§ 17. Mr. Hooley
asked the Secretary of State for Foreign and Commonwealth Affairs what recent discussions have been held with West European Governments about formulating a common policy towards the problem of Palestine.
§ Mr. Hooley
Is my right hon. Friend aware that the recent statement by the Foreign Secretary to the United Nations General Assembly expressing sympathy for the aspirations of the Palestinians towards nationhood is welcome on this side of the House? Can he explain, however, why the Foreign Secretary expressed reservations about the actual sovereignty of the Palestinian State?
§ Dr. Owen
I am grateful to my hon. Friend for his welcome to my right hon. Friend's speech. In saying that it need not necessarily be a sovereign State, my right hon.

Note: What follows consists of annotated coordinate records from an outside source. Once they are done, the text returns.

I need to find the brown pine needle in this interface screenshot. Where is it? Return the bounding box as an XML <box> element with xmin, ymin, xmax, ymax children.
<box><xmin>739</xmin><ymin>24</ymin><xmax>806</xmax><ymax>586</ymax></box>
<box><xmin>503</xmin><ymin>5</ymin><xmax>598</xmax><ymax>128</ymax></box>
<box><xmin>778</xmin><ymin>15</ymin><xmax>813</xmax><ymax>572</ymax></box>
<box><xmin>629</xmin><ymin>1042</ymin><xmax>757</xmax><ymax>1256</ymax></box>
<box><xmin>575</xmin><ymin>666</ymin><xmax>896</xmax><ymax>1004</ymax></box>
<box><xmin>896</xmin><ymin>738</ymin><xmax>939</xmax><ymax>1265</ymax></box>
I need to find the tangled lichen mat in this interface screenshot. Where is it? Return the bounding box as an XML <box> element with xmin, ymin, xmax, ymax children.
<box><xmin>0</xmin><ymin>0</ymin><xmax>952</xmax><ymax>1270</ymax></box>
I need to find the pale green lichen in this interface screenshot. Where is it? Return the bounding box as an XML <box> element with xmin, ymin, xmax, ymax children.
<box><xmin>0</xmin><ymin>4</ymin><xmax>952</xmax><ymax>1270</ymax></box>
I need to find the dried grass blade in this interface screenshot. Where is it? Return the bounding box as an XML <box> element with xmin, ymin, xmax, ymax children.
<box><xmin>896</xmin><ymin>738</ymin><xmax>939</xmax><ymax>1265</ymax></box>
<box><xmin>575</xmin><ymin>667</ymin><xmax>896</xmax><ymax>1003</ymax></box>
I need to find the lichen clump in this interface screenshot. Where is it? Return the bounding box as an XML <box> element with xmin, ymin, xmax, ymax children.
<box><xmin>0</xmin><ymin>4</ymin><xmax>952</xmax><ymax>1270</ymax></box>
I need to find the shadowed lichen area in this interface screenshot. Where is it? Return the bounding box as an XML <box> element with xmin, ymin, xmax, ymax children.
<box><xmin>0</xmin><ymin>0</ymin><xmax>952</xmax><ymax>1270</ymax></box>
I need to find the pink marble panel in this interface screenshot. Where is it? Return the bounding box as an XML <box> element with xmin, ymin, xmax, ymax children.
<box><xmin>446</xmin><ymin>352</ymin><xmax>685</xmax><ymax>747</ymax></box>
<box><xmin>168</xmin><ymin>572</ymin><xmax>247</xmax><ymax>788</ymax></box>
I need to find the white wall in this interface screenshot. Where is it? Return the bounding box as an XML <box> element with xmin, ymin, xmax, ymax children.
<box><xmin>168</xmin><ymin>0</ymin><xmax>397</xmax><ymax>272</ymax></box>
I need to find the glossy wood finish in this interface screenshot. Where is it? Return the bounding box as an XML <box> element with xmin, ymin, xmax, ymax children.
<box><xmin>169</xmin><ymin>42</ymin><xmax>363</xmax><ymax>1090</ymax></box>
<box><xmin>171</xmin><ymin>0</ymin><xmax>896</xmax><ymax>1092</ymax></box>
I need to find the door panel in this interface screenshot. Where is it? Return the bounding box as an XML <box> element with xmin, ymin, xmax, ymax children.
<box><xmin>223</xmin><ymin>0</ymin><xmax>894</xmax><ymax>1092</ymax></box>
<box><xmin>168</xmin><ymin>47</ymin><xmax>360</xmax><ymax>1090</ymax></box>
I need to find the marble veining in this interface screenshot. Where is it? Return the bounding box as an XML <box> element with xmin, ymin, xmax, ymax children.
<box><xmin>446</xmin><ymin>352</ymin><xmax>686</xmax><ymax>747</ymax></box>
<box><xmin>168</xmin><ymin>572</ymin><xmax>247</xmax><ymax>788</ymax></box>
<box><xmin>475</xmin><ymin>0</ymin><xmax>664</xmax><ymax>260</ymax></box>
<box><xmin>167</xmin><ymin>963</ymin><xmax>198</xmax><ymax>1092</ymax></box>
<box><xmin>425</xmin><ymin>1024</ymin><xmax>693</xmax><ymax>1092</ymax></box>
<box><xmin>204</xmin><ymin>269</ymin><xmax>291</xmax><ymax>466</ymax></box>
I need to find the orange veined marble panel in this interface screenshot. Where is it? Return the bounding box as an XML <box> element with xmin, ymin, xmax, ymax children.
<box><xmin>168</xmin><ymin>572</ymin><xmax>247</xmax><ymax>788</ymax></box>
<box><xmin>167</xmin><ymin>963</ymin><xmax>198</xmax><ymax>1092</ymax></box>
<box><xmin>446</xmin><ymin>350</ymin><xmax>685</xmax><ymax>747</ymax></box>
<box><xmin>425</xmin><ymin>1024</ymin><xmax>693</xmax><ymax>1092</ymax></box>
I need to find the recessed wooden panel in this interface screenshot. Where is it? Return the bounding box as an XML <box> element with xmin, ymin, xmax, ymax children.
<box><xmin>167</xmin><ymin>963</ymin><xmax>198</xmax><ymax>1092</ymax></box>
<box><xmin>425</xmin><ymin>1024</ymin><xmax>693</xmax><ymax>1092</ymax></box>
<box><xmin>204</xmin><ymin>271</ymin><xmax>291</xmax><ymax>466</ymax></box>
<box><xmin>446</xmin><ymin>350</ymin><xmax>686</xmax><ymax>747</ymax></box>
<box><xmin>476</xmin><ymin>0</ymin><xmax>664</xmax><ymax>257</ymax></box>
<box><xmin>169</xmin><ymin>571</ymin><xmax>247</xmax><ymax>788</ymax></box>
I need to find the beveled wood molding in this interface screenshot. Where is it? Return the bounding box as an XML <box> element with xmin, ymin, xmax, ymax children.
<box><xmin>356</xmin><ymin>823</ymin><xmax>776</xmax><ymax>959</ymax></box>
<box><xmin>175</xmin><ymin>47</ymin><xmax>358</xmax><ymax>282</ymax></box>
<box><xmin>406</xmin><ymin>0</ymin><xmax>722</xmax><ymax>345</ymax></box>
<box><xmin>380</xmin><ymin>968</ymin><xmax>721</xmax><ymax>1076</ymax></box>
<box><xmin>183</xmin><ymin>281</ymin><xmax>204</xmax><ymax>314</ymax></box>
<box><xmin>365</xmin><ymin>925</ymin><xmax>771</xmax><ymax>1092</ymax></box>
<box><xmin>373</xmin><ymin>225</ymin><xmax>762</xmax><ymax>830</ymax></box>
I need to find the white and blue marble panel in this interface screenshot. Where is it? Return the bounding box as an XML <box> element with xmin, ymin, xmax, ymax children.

Friend simply meant that it was premature at this stage to lay down a constitutional blueprint. There are obviously several possibilities, but he was 1432 not suggesting any preference for one as opposed to others.
§ Mr. Aitken
Does the right hon. Gentleman agree that, as the Lebanese civil war rolls on, the Palestinian groups grow more and more fragmented and there is a growing danger that some of the fringe groups will turn once again to outrages of international terrorism, as happened in the past? Does he agree also that one way of avoiding this possible danger is for the Western European Governments to take a positive diplomatic initiative in order to find a solution to the Palestinian problem, a manoeuvre which is sadly lacking at the present time?
§ Dr. Owen
In my right hon. Friend's speech to the United Nations his purpose was to restate the British view of the essential elements of any settlement for which Security Council Resolutions Nos. 242 and 338 remain the basis. But, in addition, he wished to underline our recognition, as the hon. Gentleman has recognised, of the central importance of the Palestinians and their aspirations towards nationhood.